第16話
「本当に、お父様もお母様も、私が何か問題でもおこしそうな感じに思ってるのね」
今は丁度お昼を過ぎている頃に差し掛かっていた。
「まぁ、お二人とも姫様がそれだけ心配なんですよ。それに今日は天候にも恵まれて本当に良かったですね」
道の横では小さな川が流れていて、基本はこの川に沿って進む形になる。
もうすぐ春なので、川沿いには少し花も咲いていた。
「まぁ、それはそうなんだけど……」
とりあえず、そんな事をいちいち気にしていても仕方ない。久々に宮から離れて歩いてるのだ。これはこれで楽しもうと思った。
「こんな天気の良い日には、舞でも踊りたいものね。
忍坂姫の唯一の特技が舞で、これは幼少の時からずっとやっており、この舞だけは両親からも誉められていた。
「姫様、それは良いですね。雄朝津間皇子も姫様の舞を見られたらきっと喜ばれますよ」
それを聞いた衣奈津も嬉しそうに言った。
もうじき来る春と共に、忍坂姫の舞は見る人を魅了するだろう。
そしてまたしばらく歩いていると、道が細くなりなり、太陽が雲に隠れ少し薄暗くなってきた。

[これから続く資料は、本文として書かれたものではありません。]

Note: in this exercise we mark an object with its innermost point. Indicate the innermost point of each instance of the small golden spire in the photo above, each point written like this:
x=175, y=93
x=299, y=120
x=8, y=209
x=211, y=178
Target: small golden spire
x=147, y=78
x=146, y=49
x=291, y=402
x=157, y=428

皇子の宮までの道のりは、あと半分ぐらいの距離だった。
(何か変な感じね。早いところ皇子の宮に行かないと)
忍坂姫が変な胸騒ぎをし出した丁度その時である。
忍坂姫一行以外に人の気配はそれまで無かったが、何か足音が聞こえて来た。
しかも速足で何かが近づいて来る感じがした。
「姫様、何か足音が聞こえて来ませんか?」
衣奈津は辺りを見回した。
また他の従事者の男2人も辺りをキョロキョロ見ている。
(やっぱり、誰か来てる?)
忍坂姫がそう思った瞬間、彼女達の前に、2人の男が現れた。
男は武器を持っており、どうやら盗賊のようだ。
「あんた達、随分と身なりの良い服装だな。何か金目のものとか持ってるんだろう」
男の1人がギラギラした目で言った。どうやらこの辺りを通る人を待ち伏せしていたようだ。
忍坂姫の従事者が思わず彼女の前に出た。
「姫様は後ろに下がってて下さい」
忍坂姫は従事者の男にそう言われて、思わず後ろに下がった。衣奈津も忍坂姫を守るように、彼女を抱きしめている。
するともう一人の盗賊の男が話し掛けてきた。
「どうせ、剣もそんなに使える訳でもないんだろう。逃げられても何かと面倒だ、さっさと殺そうぜ。それから持ち物を確認すれば良い」
それを聞いた忍坂姫は一気に血の気が引いた。この状況を考えると、自分達の方が断然不利だ。
距離が短いから大丈夫だと思ったその考えが甘かった。